チュートリアル: Azure SQL Database 内のデータベースをセキュリティで保護する

適用対象: Azure SQL Database

このチュートリアルで学習する内容は次のとおりです。

  • サーバーレベルとデータベースレベルのファイアウォール規則を作成する
  • Azure Active Directory (Azure AD) 管理者を構成する
  • SQL 認証、Azure AD 認証、セキュリティで保護された接続文字列を使用して、ユーザー アクセスを管理する
  • Microsoft Defender for SQL、監査、データ マスキング、暗号化などのセキュリティ機能を有効にする

Azure SQL Database は、次のようにしてデータをセキュリティで保護します。

  • ファイアウォール規則を使用したアクセス制限
  • ID の入力を求める認証メカニズムの使用
  • ロールベースのメンバーシップとアクセス許可による認可の使用
  • セキュリティ機能の有効化

Note

Azure SQL Managed Instance は、Azure SQL Database Managed Instance接続アーキテクチャに関するページに記載されているように、ネットワーク セキュリティ規則とプライベート エンドポイントを使用してセキュリティで保護されます。

詳細については、Azure SQL Database のセキュリティの概要機能に関する記事を参照してください。

ヒント

次の Microsoft Learn モジュールは、Azure SQL Database でデータベースをセキュリティ保護する方法を無料で学習するのに役立ちます。

前提条件

このチュートリアルを完了するには、前提条件として次のものが必要です。

Azure サブスクリプションをお持ちでない場合は、開始する前に無料のアカウントを作成してください。

Azure portal にサインインする

このチュートリアルのすべての手順は、Azure portal にサインインして行います

ファイアウォール規則を作成する

SQL Database とデータベースは、Azure 内のファイアウォールによって保護されます。 既定では、サーバーとデータベースに対する接続がすべて拒否されます。 詳細については、サーバーレベルとデータベースレベルのファイアウォール規則に関するページを参照してください。

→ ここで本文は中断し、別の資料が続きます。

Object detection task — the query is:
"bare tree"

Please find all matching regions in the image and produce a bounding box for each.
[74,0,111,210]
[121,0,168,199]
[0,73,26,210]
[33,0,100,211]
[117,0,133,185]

最も安全な構成は、[Azure サービスへのアクセスを許可][オフ] にしておくことです。 次に、Azure VM やクラウド サービスなど、接続する必要があるリソース用に予約済み IP (クラシック デプロイ) を作成し、その IP アドレスだけにファイアウォール経由のアクセスを許可します。 Resource Manager デプロイ モデルを使用している場合は、リソースごとに専用のパブリック IP アドレスが必要です。

Note

SQL Database の通信は、ポート 1433 上で行われます。 企業ネットワーク内から接続しようとしても、ポート 1433 での送信トラフィックがネットワークのファイアウォールで禁止されている場合があります。 その場合、管理者によってポート 1433 が開放されない限り、サーバーに接続することはできません。

サーバーレベルのファイアウォール規則を設定する

サーバーレベルの IP ファイアウォール規則は、同じサーバー内のすべてのデータベースに適用されます。

サーバーレベルのファイアウォール規則を設定する手順は次のとおりです。

  1. Azure portal で、左側のメニューから [SQL データベース] を選択し、[SQL データベース] ページで目的のデータベースをクリックします。

    サーバーのファイアウォール規則

    Note

    チュートリアルの後の手順で使用するために、完全修飾サーバー名 (yourserver.database.windows.net など) をコピーしておいてください。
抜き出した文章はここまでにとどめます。